Second, we have to understand that situation has changed in a fundamental way. North Korea now has nuclear weapons, which means that North Korea is a nuclear weapons state. US policy-makers need to repeat that to themselves and let it sink in. It changes the calculus entirely. When one realizes that the North now has the power to reduce Osaka, Tokyo or Seoul to smoldering rubble with one flip of the switch, that has to be taken seriously. In practical terms, it means the so called “military option” is off the table, it’s no longer a viable option.
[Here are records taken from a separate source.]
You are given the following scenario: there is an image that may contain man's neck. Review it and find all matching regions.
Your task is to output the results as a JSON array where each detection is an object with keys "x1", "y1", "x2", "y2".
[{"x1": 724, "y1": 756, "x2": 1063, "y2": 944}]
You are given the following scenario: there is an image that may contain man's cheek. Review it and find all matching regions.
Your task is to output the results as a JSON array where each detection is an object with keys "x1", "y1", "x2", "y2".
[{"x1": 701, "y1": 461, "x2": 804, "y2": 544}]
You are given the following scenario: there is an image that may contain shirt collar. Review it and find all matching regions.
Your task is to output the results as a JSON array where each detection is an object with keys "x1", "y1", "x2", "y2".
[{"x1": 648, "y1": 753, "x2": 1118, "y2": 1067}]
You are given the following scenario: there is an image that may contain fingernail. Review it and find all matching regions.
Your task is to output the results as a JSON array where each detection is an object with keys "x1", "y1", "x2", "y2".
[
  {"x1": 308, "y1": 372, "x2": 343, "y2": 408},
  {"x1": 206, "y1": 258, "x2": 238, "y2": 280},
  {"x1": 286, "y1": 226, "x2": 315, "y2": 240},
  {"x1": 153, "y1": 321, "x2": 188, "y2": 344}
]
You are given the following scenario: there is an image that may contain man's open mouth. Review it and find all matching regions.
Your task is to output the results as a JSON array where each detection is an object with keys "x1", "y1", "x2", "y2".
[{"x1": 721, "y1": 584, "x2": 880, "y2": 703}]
The military option will lead to a nuclear exchange which — by the way– is not the outcome we want.
Third, we need examine the new threats to US national security that have arisen due to our 64 year-long failed policy, and respond accordingly.
What does that mean?
It means that Washington’s idiot policy has put us all at risk because the North is fine-tuning its ballistic missile technology so it can hit targets in the US with nuclear weapons. This didn’t have to happen, but it is happening and we need to deal with it. Fast.
So what do we do?
We do what every civilized country in the world does; we modify our policy, we turbo-charge our diplomatic efforts, we engage the North in constructive dialogue, we agree to provide generous incentives for the North to suspend or abandon its nuclear weapons programs, and we agree to provide the North with written security guarantees including a treaty that formally ends the war, explicitly states that the US will not launch another aggression against the North, and a strict time-frame for the withdrawal of all US occupation forces and weaponry on the Korean peninsula.
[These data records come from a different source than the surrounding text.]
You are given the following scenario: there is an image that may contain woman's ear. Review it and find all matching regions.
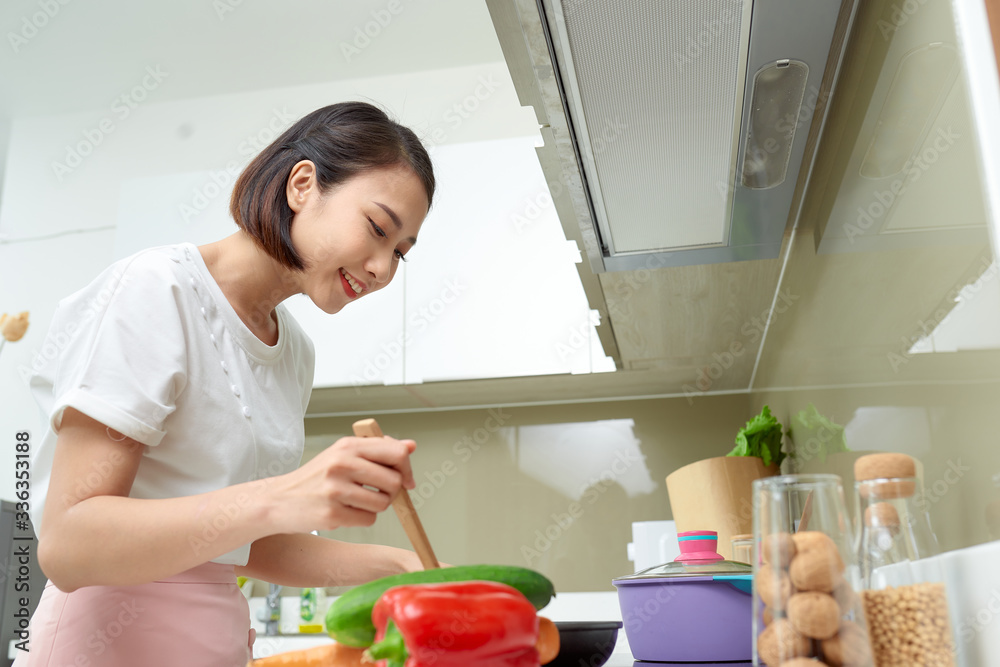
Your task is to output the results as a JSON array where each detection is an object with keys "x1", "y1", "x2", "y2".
[{"x1": 286, "y1": 160, "x2": 317, "y2": 214}]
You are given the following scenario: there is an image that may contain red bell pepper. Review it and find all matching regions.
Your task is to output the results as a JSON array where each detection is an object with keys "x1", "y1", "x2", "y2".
[{"x1": 365, "y1": 581, "x2": 541, "y2": 667}]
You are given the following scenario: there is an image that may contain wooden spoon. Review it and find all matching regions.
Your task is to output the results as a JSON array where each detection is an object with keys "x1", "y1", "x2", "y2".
[
  {"x1": 352, "y1": 418, "x2": 440, "y2": 569},
  {"x1": 797, "y1": 490, "x2": 814, "y2": 532}
]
That’s what we do. That’s how we put an end
to this unfortunate and entirely avoidable
geopolitical fiasco.
We sign a treaty that requires both sides to
gradually deescalate, meet certain
clearly-articulated benchmarks, and
peacefully resolve the long-festering
situation through focused and
results-oriented negotiation.
And what is the Trump administration doing?
The exact opposite. They’ve ratchetted up the incendiary rhetoric, put the troops on high alert, moved a carrier strike-group into Korean waters, and threatened to use the military option. After 64 years of failure, they’ve decided to double-down on the same policy.
Washington is incapable of learning from its mistakes. It keeps stepping on the same rake over and over again.